Perhaps the New-speak alphabet is only 10 letters long?
Very interesting article. Jim Fernandez, I like how you think, my friend, and great quote by the way. Most laws are written by lawyers, and most laws are created in order to cover somebodies behind in case something happens. Most of the time though, I think a lot of recent legislation is a bit overbearing.
This is simple but thought provoking.
As an HR Manager, with a past life of direction running lean production, I’m thinking about this in a multitude of ways and I’m going to mull this around for a while… How can we reinvent policy and procedure to A)actually help the business become leaner and stronger and B) give our associates a feeling of not being confined.
Is there a like button?
There’s no way to rule innocent men. The only power government has is the power to crack down on criminals. Well, when there aren’t enough criminals, one makes them. One declares so many things to be a crime that it becomes impossible for men to live without breaking laws. – Ayn Rand
Jim Fernandez says
Wow Jim, That’s a great quote. I love it!!
Here’s my funny little twist on that quote.
There’s no way to control efficient, problem solving workers. The only power lean manufacturing has is the power to crack down on poorly performing workers. Well, when there aren’t enough poorly performing workers, lean manufacturing creates them. Lean manufacturing establishes so many rules that it becomes impossible for workers to function efficiently on their own and they become poorly performing workers.
Rick Bohan says
I agree with your overall point but let me tell a quick story that illuminates the position the regulations writers are in. Several years back I was talking with the superintendent at my boy’s school district. She told a story of a high schooler who had been caught red-handed stealing from another kid and was being disciplined. The culprit’s father, “litigating” against the punishment, asked the principal, “Do you have a written policy that explicitly forbids stealing?”

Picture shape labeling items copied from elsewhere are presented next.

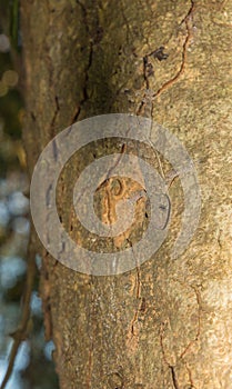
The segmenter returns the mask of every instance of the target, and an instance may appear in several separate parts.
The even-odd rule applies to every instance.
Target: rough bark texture
[[[142,267],[91,277],[43,252],[44,320],[60,388],[232,387],[231,17],[226,0],[21,1],[30,172],[74,121],[131,112],[179,137],[202,191],[198,231],[176,260],[178,179],[169,237]],[[148,57],[160,47],[167,59]],[[73,180],[103,146],[75,157],[63,179]],[[62,190],[60,209],[69,207]],[[73,220],[63,219],[71,229]]]

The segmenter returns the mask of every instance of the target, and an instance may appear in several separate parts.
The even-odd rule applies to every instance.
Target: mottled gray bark
[[[43,250],[44,321],[61,388],[232,386],[231,14],[226,0],[21,1],[30,172],[48,141],[74,121],[131,112],[179,137],[202,191],[199,228],[175,260],[170,252],[183,210],[179,179],[170,187],[168,239],[142,267],[91,277]],[[169,57],[155,53],[148,64],[147,56],[160,47]],[[74,157],[75,168],[63,172],[68,191],[103,147],[90,144]],[[60,184],[60,212],[67,198]],[[140,220],[144,207],[138,212]],[[62,222],[74,233],[65,211]],[[140,220],[134,236],[143,228]],[[84,233],[77,236],[84,241]]]

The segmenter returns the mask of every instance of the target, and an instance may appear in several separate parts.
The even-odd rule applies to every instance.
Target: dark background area
[[[19,1],[0,0],[0,386],[13,342],[11,335],[17,330],[23,307],[30,233],[30,187],[21,140],[24,116],[19,91],[23,88],[21,52]],[[44,341],[38,293],[40,266],[38,255],[29,335],[21,342],[7,389],[59,387],[52,362],[53,343]]]

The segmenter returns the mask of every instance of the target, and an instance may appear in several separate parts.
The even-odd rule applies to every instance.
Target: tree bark
[[[21,1],[30,174],[49,140],[68,126],[130,112],[181,140],[202,192],[198,230],[175,260],[170,252],[183,210],[179,179],[170,187],[168,238],[141,267],[88,276],[41,250],[44,322],[56,343],[60,388],[232,386],[231,14],[226,0]],[[67,191],[92,156],[102,156],[105,142],[97,146],[73,157],[74,168],[63,172]],[[158,166],[145,148],[140,156]],[[170,166],[162,158],[161,164],[167,174]],[[61,187],[58,208],[71,233],[74,217]],[[102,217],[105,191],[99,193]],[[145,229],[142,216],[144,205],[135,238]],[[84,231],[81,239],[88,239]]]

Another story: Also a few years ago, at a seminar my little agency conducted on ISO 9000, there was a spirited debate as to whether documents could be written in pencil.

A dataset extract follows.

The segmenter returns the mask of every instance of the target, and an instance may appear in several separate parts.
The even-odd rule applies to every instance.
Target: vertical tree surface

When I taught at a local university, I assigned papers. Students wanted specific criteria regarding number of pages, number of words, spacing between lines, that sort of thing.
You get my point, I’m sure. My guess is that regulators don’t get some sort of evil pleasure writing silly regs. It’s just that they know, they KNOW, someone somewhere will say, “I say one block for every fifty kids is adequate. What are you gonna do about it?”
Rick Bohan says
As to Jim’s comment above, if an organization, in its efforts to implement lean concepts and tools, “establishes so many rules that it becomes impossible for workers to function efficiently on their own and they become poorly performing workers”, it’s doing it completely, utterly, entirely wrong and will certainly fail at those efforts.